In considering Ruth's words and reflecting on my own periods of unhappiness, I've come to believe that a large portion of the unhappiness we run into in life is due to expectations we embrace that we perhaps shouldn't have. I can spend so much time trying to figure out what life is about or what I'm "supposed" to be doing (scientist, stay-at-homemaker, editor, writer, entrepeneur???) that I lose sight of the fact that God loves me just because I am His daughter. There's nothing I can do to make Him love me more or less. As Dave Ramsey put it on his radio show the other day (when questioned by a new Christian about tithing), God lays out what we should do to have a good life, but even if we completely mess up He still loves us just as much as his other children -- we're just one of the "dumb" ones! I like that. It's liberating. 

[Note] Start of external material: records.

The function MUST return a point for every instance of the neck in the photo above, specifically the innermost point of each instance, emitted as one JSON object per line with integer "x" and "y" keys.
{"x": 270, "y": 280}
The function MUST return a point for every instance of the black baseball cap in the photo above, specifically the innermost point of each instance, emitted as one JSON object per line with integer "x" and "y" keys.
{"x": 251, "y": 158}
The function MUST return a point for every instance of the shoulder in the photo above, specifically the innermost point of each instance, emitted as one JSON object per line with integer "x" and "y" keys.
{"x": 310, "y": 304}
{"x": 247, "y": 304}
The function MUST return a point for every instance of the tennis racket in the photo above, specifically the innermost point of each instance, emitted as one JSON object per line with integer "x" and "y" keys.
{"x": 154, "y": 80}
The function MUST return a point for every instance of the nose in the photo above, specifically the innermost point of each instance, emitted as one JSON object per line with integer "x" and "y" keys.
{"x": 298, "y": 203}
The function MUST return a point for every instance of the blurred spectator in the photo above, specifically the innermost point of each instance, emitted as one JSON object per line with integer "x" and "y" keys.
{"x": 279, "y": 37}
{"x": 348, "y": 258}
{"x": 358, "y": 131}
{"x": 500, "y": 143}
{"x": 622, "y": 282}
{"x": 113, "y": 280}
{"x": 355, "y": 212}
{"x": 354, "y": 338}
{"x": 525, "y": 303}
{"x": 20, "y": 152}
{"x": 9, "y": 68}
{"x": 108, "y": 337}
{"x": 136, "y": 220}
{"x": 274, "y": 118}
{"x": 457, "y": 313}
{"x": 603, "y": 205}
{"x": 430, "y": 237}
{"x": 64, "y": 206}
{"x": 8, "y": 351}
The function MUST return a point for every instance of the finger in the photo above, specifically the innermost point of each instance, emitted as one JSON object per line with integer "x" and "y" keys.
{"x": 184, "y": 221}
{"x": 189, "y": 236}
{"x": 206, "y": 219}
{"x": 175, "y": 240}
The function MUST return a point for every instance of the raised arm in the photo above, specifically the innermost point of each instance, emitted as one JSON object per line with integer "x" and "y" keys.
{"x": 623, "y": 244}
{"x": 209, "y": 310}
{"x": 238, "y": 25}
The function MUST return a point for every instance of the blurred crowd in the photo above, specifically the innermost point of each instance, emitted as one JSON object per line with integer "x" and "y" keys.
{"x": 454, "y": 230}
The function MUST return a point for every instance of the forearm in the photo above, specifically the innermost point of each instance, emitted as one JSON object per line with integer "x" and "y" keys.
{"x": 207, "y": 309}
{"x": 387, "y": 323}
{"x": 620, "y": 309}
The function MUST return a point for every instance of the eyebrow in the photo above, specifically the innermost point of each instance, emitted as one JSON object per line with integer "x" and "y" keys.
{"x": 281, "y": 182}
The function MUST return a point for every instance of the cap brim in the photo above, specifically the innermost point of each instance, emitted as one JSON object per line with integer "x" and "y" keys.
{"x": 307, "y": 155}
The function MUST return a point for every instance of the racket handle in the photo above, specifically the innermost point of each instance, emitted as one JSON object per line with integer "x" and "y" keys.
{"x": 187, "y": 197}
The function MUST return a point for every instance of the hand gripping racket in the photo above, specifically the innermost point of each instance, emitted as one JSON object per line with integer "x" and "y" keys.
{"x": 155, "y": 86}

There's a blog I recently discovered that has some wonderful homemaking advice. Skimming through the topics that interested me, I ran across one of many posts encouraging wives to stay at home. Well, that's putting it mildly and politely. You can read the full post here, but all I could think of after reading it was, "Oh my! God's going to pop down here for a surprise visit and discover that my secondary bathroom is sorely neglected and my bedroom is a disaster! How disappointed He'll be that I wasn't a better caretaker of my home!" You know what? We (humans, women, mothers, Christians) need to stop being so hard on each other, and especially stop being so hard on ourselves, as if life is some great big test. 

Oswald Chambers had something to say along these lines in Tuesday's "My Utmost for His Highest":
The impregnable safety of justification and sanctification is God Himself. We have not to work out these things ourselves; they have been worked out by the Atonement. The supernatural becomes natural by the miracle of God; there is a realization of what Jesus Christ has already done -- "It is finished."
Just rest in your Daddy's arms and enjoy the beauty He's given us (trusting He will take care of us through the ugly).